During the seven years I lived in England, our family would visit Scotland almost every Summer, spending some time in Edinburgh and then traveling far and wide throughout the Scottish countryside. As I’ve been doing more genealogy work and tracing some ancestral lines many centuries back into Scotland, my appreciation of Scottish culture and its rich heritage has increased and we look forward to a return visit next Summer. During each visit we never grew tired of Scotland’s beauty and always enjoyed our stops at the local Scottish pubs for comforting home-style food. This Barley Pudding is a very simple and traditional Scottish dish you are sure to enjoy.
Along with oats, Barley has been the most prolific grains in Scotland for centuries. Roughly 78 percent of Scotland’s land area is dedicated to growing cereal grains and barley accounts for nearly three-quarters of that. The Scottish climate and landscape – damp and sun-deprived – is particularly suited to growing barley, more so than any other country in Europe and most anywhere else in the world, so barley has been readily available among poor and wealthy alike throughout Scotland’s history.
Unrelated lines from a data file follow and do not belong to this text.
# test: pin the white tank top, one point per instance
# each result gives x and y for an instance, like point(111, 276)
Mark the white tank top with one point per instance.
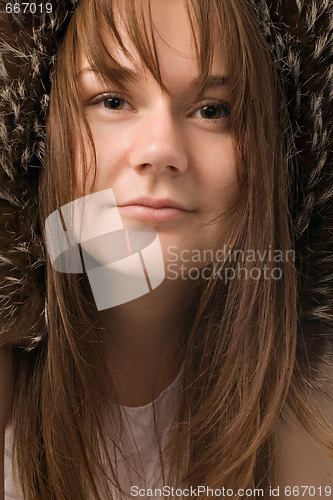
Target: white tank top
point(142, 469)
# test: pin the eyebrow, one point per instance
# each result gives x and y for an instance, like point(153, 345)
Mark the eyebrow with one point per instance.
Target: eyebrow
point(121, 73)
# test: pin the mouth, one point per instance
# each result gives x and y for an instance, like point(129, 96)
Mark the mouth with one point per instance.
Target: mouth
point(158, 210)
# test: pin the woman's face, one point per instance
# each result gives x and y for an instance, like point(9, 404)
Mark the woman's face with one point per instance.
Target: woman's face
point(165, 149)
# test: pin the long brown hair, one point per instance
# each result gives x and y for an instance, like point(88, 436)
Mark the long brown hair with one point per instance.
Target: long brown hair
point(240, 349)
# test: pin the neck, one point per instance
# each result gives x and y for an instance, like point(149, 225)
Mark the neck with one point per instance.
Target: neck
point(144, 338)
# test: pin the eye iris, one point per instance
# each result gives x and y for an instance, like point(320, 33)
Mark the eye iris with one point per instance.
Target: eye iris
point(212, 112)
point(114, 103)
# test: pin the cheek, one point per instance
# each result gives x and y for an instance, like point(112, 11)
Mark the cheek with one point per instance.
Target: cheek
point(218, 172)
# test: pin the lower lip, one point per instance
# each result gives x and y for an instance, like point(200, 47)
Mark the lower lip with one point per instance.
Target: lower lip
point(155, 214)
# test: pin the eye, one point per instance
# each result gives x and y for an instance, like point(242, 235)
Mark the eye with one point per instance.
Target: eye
point(112, 102)
point(213, 111)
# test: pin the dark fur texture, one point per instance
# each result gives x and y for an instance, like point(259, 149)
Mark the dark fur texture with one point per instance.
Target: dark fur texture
point(300, 34)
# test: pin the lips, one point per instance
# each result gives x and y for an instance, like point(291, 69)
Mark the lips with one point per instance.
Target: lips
point(154, 210)
point(152, 203)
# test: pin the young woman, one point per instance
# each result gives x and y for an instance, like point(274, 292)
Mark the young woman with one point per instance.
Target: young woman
point(175, 116)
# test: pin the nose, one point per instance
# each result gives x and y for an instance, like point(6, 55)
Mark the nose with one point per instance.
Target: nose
point(158, 145)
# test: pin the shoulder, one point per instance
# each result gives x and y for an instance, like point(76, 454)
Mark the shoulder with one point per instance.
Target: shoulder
point(300, 461)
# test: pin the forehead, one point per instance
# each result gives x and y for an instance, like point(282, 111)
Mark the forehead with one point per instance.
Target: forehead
point(170, 38)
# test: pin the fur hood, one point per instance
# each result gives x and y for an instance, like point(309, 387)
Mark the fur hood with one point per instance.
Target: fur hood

Here is an age-old traditional Scottish dish that has been enjoyed for many generations and features the delicious and nutritious barley grain. If you like rice pudding this is a variation you have to try.
Scottish Barley Pudding is traditionally cooked without sugar and the sugar is then added afterwards along with cream when served. Not overly sweet, this isn’t a typical dessert, in fact it’s more often eaten for breakfast. But add a little extra sugar and cream and you’ll have a satisfying and comforting dessert with the distinctive and delicious flavor of barley.
For convenience I stir the sugar and cream into the whole batch at the end of cooking and then make extra sugar and cream available at the table.
This dish is easy to make, will stick nicely to your ribs, and will satisfy your tummy and soul.
Let’s get started!
Place the barley in a medium pot with the salt and lemon zest. Bring to a boil. Reduce the heat and simmer, covered, for 60 minutes. Remove the lemon zest. Add the currants and simmer for another 15 minutes, adding a little more water if needed, until the barley is soft.
Stir in the sugar and cream.
Serve immediately with some extra sugar and cream at the table.
Similar to rice pudding, the distinctive flavor of barley shines through in this traditional Scottish dish.
- 1 cup barley (see Note)
- 4 1/2 cups water
- 1/2 teaspoon salt
- 2 strips lemon zest (not traditionally used but a delicious touch)
- 1/2 cup currants (can substitute raisins)
- 1/3 cup cane sugar
- 1/3 cup heavy cream
- Extra sugar and heavy cream for serving as desired
Place the barley in a medium pot with the salt and lemon zest. Bring to a boil. Reduce the heat and simmer, covered, for 60 minutes. Remove the lemon zest. Add the currants and simmer for another 15 minutes, adding a little more water if needed, until the barley is soft. Stir in the sugar and cream.
Serve immediately with some extra sugar and cream on the side if desired.
Pearl barley has had the outer husk and bran removed enabling it to cook faster but providing less nutrition. If using pearl barley the cooking time is about 40 minutes.